TO THE EDITOR:
Few students and faculty would disagree with the Sept. 6 editorial, “Fee would betray values,” about the fact that a $3,000 increase in fees in the Kenan-Flagler Business School would be unfortunate and at odds with the state’s oft-cited constitutional article extolling affordability.
But the quoted rationale for the fee increase — that students “feel that they are getting more as a result of being a business major/minor than their counterparts and recognize that they have not yet had to pay for this” — indeed reflects many of the core values now openly expressed, if not praised, by the University’s use of the term entrepreneurship.
It has, of course, various historical meanings, uses and interesting connotations that might be worth considering — but it seems to have been embraced by UNC as a critical if not paramount mission.
It was a dominant theme of Chancellor Folt’s inaugural address — honestly the first time that I had actually heard the term used in a university — and forms part of a number of curricular directives.
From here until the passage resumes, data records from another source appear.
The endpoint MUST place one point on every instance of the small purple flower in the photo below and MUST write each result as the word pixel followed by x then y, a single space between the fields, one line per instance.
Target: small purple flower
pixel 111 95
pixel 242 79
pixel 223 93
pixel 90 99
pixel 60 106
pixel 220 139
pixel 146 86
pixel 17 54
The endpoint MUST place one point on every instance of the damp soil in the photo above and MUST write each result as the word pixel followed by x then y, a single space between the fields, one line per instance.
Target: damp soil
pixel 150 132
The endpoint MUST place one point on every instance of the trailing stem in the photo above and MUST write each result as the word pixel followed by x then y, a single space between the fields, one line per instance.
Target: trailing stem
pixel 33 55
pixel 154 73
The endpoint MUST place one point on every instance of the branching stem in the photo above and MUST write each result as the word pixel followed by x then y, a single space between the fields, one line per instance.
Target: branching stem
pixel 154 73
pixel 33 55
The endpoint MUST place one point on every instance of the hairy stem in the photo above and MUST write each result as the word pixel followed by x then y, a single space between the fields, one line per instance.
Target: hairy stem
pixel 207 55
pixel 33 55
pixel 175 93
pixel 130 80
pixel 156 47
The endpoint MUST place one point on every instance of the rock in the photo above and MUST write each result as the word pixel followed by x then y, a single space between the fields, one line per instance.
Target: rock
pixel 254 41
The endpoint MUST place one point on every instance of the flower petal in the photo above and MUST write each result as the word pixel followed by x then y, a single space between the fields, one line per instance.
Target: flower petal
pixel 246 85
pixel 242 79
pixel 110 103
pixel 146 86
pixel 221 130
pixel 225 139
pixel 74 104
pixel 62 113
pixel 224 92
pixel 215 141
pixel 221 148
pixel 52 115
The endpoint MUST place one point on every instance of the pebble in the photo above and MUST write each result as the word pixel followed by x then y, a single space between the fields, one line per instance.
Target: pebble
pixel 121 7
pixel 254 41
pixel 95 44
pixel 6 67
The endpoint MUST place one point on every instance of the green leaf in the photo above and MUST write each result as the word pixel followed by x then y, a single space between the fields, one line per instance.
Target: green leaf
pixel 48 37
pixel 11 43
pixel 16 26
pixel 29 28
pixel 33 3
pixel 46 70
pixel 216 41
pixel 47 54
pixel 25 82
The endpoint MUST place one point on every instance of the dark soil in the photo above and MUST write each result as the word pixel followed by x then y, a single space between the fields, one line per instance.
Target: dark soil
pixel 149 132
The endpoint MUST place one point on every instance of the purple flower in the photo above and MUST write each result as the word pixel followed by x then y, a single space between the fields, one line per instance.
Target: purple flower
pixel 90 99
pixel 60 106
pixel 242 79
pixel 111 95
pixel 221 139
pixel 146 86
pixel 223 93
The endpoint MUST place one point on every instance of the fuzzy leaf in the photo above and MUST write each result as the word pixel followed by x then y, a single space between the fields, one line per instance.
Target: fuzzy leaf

Its various recent permutations notwithstanding, it is still about creating wealth by recognizing and exploiting opportunities to develop viable sustainable activities to create more wealth (more money).
While the irony of the fee increase should not be lost on any of the DTH editors (or readers), we might question whether this should be, after all, a mission and defining principal of a research university.
One might say that the Kenan Flagler Business School is just being, well, entrepreneurial; expressing through practice a virtue of its own evidently effective programs.